BOSTON -- The realization that his rookie season was over set in for Jared Sullinger when he woke up the morning after taking himself out of a game against the Sacramento Kings in late January. The pain in his back wouldn't even allow Sullinger to walk.
"The only reason I walked was off pure determination to get to the hospital," Sullinger said. "Hopefully that puts an image in your eyes."
Doctors diagnosed the 20-year-old Sullinger with herniated disks that had bulged and had to be reset. Less than 48 hours after the back flared, he underwent corrective lumbar surgery, ending his rookie season after 45 games.
The pain made the decision to go under the knife easy. You could say Sullinger didn't even have a choice.
"No, they didn’t come to me saying, ‘We think you should have this.’ They came in and said, ‘We’re going to have this,’" Sullinger said. "I never thought about playing through it when I woke up that next morning and couldn't even walk."
Sullinger, Boston's top first-round pick (20th overall), had emerged as one of the Celtics' best rebounders and most consistent big men. He averaged 6 points and 5.9 rebounds over 19.8 minutes, while shooting 49.3 percent from the field. Those numbers spiked in January, when he averaged 7 points and 7.2 rebounds over 23.2 minutes per game while elevating to the starting lineup.
Red-flagged before the draft, which contributed to his slide from a lottery pick, Sullinger admitted he was hoping the back wouldn't be an issue until later in his career, but the rigors of the NBA season forced the issue. He hadn't experienced any pain prior to the Sacramento game, but landed awkwardly chasing a rebound in the opening minutes and said his back simply went out.

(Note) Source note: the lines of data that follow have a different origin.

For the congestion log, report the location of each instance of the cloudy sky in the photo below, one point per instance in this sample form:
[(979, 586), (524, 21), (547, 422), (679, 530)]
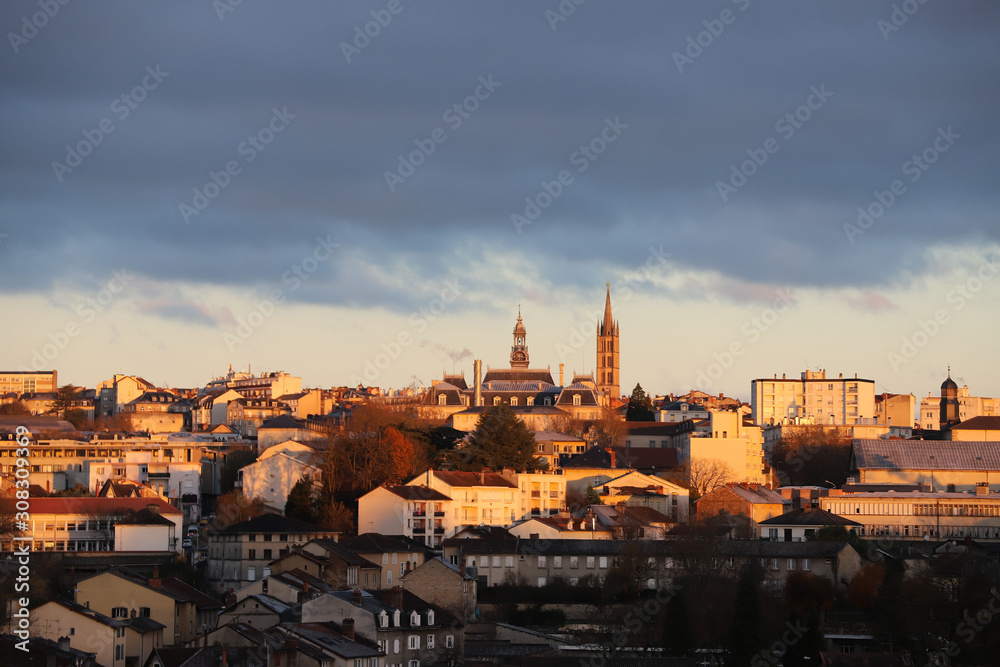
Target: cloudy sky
[(367, 191)]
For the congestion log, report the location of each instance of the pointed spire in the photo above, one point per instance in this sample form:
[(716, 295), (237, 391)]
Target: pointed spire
[(608, 325)]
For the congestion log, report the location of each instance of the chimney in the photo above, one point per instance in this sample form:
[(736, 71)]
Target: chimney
[(477, 372), (395, 598)]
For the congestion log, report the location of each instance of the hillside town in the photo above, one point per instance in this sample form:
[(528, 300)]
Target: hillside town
[(513, 515)]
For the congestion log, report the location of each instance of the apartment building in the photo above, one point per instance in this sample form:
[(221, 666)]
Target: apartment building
[(813, 398), (968, 407), (101, 524), (28, 382)]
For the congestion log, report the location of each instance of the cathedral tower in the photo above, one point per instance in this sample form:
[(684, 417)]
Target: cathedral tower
[(519, 351), (608, 379), (949, 403)]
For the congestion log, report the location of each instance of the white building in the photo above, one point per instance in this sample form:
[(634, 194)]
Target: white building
[(813, 398)]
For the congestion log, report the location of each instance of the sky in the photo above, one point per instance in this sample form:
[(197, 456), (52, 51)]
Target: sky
[(367, 192)]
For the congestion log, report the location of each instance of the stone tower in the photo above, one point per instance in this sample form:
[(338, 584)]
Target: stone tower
[(608, 378), (949, 403), (519, 351)]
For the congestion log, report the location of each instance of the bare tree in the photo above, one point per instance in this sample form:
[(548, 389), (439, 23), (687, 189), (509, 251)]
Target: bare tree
[(707, 474), (609, 429)]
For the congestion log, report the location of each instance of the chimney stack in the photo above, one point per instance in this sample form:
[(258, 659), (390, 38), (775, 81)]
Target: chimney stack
[(477, 372)]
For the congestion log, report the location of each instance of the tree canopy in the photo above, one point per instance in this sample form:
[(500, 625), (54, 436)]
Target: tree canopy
[(640, 406), (500, 440)]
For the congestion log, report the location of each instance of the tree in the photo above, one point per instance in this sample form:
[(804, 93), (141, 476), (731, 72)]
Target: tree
[(500, 440), (609, 429), (16, 408), (301, 500), (640, 406), (65, 405), (233, 507), (707, 474), (744, 630)]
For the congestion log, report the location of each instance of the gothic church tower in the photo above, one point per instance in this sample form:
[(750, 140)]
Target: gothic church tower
[(608, 378)]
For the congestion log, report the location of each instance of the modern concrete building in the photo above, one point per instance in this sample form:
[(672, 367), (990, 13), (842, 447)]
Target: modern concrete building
[(813, 398)]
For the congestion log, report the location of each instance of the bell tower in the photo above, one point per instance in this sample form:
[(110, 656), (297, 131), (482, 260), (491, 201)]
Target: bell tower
[(519, 351), (608, 378)]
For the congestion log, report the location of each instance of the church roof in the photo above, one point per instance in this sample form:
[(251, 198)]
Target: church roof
[(519, 375)]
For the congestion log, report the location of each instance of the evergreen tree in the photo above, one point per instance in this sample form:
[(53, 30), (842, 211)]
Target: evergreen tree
[(640, 406), (500, 440), (744, 628), (300, 502)]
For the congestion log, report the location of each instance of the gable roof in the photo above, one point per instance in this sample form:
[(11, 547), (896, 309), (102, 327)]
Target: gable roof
[(926, 455), (456, 478), (809, 517), (274, 523)]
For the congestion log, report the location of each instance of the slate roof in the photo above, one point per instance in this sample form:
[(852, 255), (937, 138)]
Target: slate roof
[(273, 523), (810, 517), (978, 424), (916, 455), (456, 478), (377, 543), (410, 492)]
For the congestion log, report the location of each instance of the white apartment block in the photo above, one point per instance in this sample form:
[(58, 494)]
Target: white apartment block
[(812, 399), (437, 504)]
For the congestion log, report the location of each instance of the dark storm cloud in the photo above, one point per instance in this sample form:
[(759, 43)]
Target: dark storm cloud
[(324, 173)]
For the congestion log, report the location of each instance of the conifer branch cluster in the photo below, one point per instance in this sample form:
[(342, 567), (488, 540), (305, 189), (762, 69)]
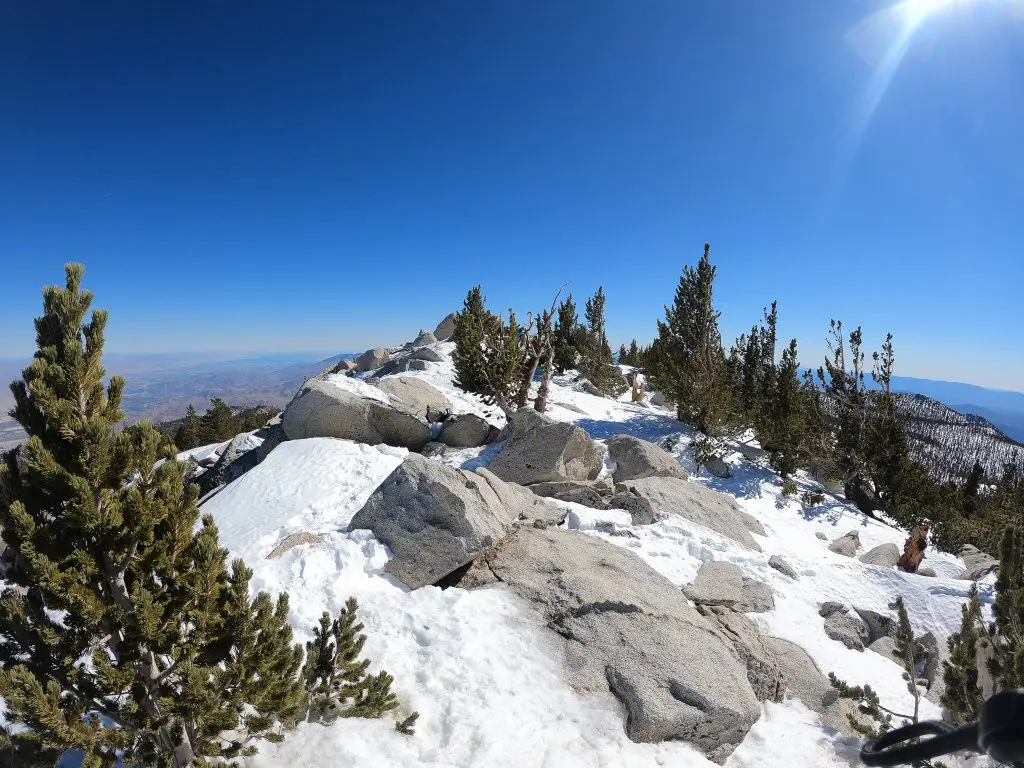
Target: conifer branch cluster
[(126, 633)]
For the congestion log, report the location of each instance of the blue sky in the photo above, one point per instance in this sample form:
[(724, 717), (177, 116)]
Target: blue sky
[(328, 176)]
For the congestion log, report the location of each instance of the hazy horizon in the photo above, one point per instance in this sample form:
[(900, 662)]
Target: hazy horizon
[(338, 177)]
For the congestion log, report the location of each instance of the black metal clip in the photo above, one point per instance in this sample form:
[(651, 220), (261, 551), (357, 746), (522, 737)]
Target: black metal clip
[(998, 733)]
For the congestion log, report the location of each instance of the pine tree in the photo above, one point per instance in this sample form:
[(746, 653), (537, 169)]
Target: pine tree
[(1008, 610), (124, 611), (687, 360), (963, 696), (217, 423), (595, 354), (566, 336), (187, 435), (335, 676), (783, 432)]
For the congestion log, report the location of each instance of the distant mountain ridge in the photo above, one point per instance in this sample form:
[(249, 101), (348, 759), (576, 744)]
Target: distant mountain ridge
[(948, 441)]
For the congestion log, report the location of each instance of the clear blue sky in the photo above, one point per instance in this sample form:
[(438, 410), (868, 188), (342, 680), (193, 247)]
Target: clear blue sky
[(331, 175)]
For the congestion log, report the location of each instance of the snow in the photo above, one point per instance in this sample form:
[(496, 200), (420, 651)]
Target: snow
[(482, 669)]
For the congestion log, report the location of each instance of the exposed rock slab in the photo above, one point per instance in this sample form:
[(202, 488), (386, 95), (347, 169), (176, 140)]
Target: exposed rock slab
[(652, 499), (635, 458), (884, 554), (436, 518), (323, 410), (629, 629), (717, 583), (846, 545), (414, 395), (541, 451)]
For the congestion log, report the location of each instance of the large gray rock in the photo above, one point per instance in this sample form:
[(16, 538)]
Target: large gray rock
[(850, 631), (414, 395), (466, 430), (423, 339), (426, 353), (756, 598), (777, 563), (237, 459), (805, 681), (717, 583), (879, 625), (541, 451), (593, 494), (763, 671), (977, 564), (445, 328), (847, 545), (373, 358), (635, 458), (884, 554), (436, 518), (322, 410), (627, 628), (652, 499)]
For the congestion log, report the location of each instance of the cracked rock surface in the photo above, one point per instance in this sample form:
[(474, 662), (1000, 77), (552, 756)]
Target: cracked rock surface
[(630, 631)]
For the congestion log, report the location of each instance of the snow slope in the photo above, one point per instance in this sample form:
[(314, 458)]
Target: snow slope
[(479, 666)]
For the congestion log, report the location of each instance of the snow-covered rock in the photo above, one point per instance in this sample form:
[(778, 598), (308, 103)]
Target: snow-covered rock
[(717, 583), (635, 458), (415, 396), (340, 407), (467, 430), (445, 328), (435, 519), (538, 450), (846, 545), (652, 499), (373, 358), (629, 629), (885, 554)]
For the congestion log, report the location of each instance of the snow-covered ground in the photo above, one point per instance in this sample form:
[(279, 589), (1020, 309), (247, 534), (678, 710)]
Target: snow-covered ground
[(479, 666)]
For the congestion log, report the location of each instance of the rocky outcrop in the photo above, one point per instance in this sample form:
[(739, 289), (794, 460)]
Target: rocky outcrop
[(717, 583), (847, 545), (467, 430), (628, 629), (884, 554), (372, 358), (436, 518), (776, 562), (427, 354), (763, 671), (652, 499), (323, 410), (805, 681), (423, 339), (977, 564), (415, 396), (842, 627), (593, 494), (541, 451), (445, 328), (756, 597), (635, 458)]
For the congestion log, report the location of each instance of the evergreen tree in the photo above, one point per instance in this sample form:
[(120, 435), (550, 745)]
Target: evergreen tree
[(187, 435), (217, 423), (963, 696), (687, 360), (595, 354), (335, 676), (783, 432), (116, 570), (566, 336)]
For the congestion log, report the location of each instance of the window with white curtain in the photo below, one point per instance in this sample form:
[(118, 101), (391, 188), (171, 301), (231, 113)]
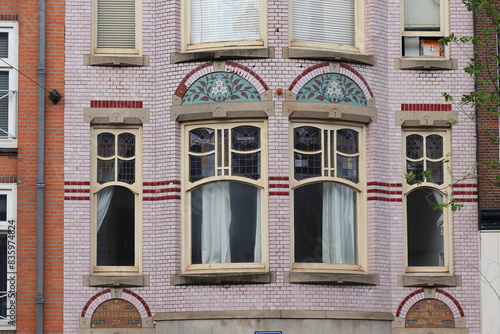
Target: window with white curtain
[(117, 26), (328, 178), (116, 197), (8, 83), (423, 24), (215, 24), (427, 225), (225, 187), (8, 256), (325, 24)]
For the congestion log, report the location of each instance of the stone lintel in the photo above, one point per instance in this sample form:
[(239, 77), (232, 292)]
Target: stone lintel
[(183, 57), (329, 55)]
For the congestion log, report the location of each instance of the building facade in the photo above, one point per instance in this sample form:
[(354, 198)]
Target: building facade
[(268, 166), (31, 157), (488, 154)]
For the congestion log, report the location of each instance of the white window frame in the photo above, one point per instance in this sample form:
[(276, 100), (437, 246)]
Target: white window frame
[(359, 33), (10, 64), (135, 187), (443, 189), (422, 34), (187, 186), (9, 227), (137, 51), (187, 46), (359, 188)]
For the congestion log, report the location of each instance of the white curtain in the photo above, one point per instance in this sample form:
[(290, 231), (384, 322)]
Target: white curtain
[(216, 220), (103, 201), (220, 21), (216, 223), (422, 14), (339, 224), (323, 21)]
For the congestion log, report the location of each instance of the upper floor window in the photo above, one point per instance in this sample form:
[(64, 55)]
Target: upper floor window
[(8, 256), (322, 24), (328, 178), (427, 226), (424, 23), (116, 199), (213, 24), (8, 83), (225, 186), (117, 27)]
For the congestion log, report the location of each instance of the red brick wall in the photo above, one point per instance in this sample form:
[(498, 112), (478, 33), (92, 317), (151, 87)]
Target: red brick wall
[(24, 165), (487, 127)]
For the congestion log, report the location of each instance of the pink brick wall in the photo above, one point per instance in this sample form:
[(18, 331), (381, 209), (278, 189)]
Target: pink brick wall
[(155, 85)]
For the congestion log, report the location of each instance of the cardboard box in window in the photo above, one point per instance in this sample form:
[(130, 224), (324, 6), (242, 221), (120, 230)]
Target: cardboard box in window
[(430, 48)]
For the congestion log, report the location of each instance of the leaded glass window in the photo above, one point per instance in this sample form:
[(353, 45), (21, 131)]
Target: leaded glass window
[(326, 152), (226, 178), (425, 153), (115, 157)]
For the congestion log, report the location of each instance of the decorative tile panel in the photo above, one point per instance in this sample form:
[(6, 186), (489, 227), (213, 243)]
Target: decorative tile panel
[(332, 88), (220, 87)]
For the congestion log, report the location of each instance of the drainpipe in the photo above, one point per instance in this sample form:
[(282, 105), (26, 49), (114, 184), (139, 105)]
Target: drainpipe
[(40, 184)]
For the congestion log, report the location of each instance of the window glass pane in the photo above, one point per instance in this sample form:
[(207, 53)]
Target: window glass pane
[(216, 21), (307, 165), (245, 138), (347, 141), (4, 103), (424, 228), (116, 24), (3, 208), (126, 171), (105, 171), (115, 227), (225, 223), (422, 14), (201, 140), (201, 167), (4, 45), (307, 139), (126, 145), (322, 21), (347, 168), (434, 146), (106, 145), (325, 224), (414, 147), (246, 165), (3, 275)]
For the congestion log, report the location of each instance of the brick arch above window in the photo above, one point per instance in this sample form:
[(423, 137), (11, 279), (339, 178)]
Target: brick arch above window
[(221, 90), (421, 294), (330, 91)]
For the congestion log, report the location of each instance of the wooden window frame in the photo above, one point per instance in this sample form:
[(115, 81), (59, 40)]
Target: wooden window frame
[(444, 31), (360, 188), (137, 51), (359, 34), (443, 189), (187, 186), (135, 187), (186, 33), (9, 65)]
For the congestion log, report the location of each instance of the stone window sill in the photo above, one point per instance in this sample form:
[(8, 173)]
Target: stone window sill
[(425, 64), (116, 281), (184, 57), (430, 281), (332, 278), (295, 53), (237, 278), (115, 60)]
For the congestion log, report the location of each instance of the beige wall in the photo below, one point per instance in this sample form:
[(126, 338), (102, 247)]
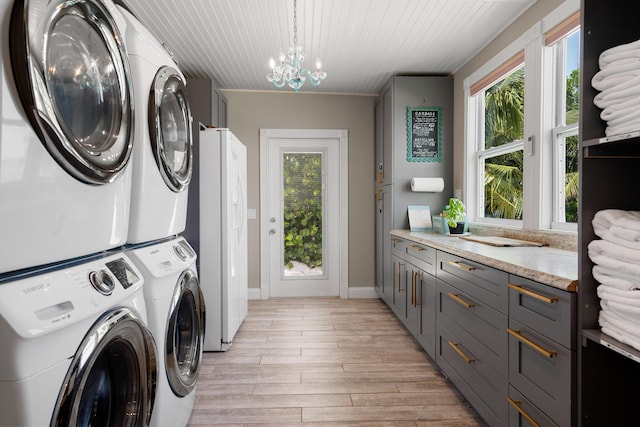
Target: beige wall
[(248, 112), (535, 13)]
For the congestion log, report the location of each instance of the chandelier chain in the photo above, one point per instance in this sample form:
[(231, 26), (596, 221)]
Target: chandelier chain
[(290, 71)]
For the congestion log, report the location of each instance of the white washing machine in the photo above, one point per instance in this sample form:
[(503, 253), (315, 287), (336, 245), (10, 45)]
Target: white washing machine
[(163, 156), (176, 313), (75, 347), (66, 134)]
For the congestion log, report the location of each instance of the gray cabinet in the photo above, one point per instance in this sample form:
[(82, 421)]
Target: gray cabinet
[(471, 323), (506, 342), (393, 172)]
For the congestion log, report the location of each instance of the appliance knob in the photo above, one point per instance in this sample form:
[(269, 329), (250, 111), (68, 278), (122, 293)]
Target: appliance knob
[(180, 252), (102, 282)]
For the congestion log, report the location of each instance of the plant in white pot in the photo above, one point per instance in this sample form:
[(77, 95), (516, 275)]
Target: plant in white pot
[(455, 214)]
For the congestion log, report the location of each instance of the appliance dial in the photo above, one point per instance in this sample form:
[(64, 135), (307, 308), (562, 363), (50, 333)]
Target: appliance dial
[(102, 282)]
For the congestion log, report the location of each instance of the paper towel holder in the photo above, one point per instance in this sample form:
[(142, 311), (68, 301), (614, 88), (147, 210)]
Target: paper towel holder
[(427, 184)]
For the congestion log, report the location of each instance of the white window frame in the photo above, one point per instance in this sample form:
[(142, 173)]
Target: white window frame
[(538, 144)]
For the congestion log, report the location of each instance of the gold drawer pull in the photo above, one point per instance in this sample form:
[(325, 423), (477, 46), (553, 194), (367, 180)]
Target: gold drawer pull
[(459, 300), (400, 264), (548, 300), (462, 266), (531, 344), (516, 404), (464, 356)]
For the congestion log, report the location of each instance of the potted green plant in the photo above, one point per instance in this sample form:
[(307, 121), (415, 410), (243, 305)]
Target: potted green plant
[(455, 213)]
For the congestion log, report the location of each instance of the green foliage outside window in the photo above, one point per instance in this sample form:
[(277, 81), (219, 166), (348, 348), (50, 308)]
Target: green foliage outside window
[(302, 186)]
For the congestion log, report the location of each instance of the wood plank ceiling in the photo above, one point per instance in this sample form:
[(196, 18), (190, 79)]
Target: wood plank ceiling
[(361, 42)]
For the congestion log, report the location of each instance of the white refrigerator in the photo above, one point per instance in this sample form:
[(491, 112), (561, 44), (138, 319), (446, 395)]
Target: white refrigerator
[(222, 236)]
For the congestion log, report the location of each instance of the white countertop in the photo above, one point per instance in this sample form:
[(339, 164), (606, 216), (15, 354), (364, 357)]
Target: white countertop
[(551, 266)]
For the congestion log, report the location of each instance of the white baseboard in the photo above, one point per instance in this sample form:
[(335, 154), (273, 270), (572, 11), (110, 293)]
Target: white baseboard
[(357, 292), (363, 292)]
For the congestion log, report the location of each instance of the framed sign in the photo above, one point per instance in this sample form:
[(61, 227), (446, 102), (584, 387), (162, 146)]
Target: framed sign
[(424, 134)]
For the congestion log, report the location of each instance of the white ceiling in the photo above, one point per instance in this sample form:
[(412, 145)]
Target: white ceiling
[(361, 42)]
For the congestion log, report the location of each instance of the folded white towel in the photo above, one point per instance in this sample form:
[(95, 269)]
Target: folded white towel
[(624, 334), (622, 309), (618, 93), (619, 51), (606, 218), (603, 248), (615, 278), (601, 79), (632, 126), (611, 294)]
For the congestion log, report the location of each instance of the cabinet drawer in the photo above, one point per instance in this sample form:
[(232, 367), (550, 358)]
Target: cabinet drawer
[(543, 371), (421, 256), (548, 310), (397, 246), (523, 413), (483, 283), (481, 328), (480, 385)]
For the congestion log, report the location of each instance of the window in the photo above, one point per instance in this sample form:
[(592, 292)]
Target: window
[(500, 107), (565, 46), (522, 130)]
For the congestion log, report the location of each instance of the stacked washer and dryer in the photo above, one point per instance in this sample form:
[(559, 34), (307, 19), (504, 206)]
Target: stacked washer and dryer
[(101, 314)]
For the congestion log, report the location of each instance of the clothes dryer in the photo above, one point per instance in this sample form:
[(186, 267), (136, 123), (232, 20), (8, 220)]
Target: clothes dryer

The long-term prognosis is encouraging and should prevent any recurrences of this issue. Sullinger, reclining in a chair while meeting with reporters before Wednesday's game at TD Garden, suggested having surgery this early in his career was a blessing.
And he has maintained his sense of humor despite the setback.
"I haven’t been doing anything besides Twitter and playing video games," Sullinger said. When a reporter asked if he was worried about a potential thumb injury from those hobbies, Sullinger quipped, "No, no. Arthritis in the future, yes, but no thumb injuries."
Sullinger said he originally tweaked his back on Nov. 29, 2011 in Ohio State's 85-63 dismantling of Duke. Even still, he didn't consider the back an issue until the Sacramento game.
"I wasn’t having back problems, it wasn’t sore, nothing was bothering me," he said.
Sullinger thinks he'll be able to elevate his play next season, in part because he's now familiar with the NBA lifestyle and because he might actually be able to elevate.
"I think I’ll come back better just because, with the back problem, I had limitations and doctors told me the two disks being herniated, it was only making my legs weaker," Sullinger explained. "Hopefully it’s a sign that I might be able to get off the ground more than two inches."
Sullinger is expected to be ready for the start of training camp next season.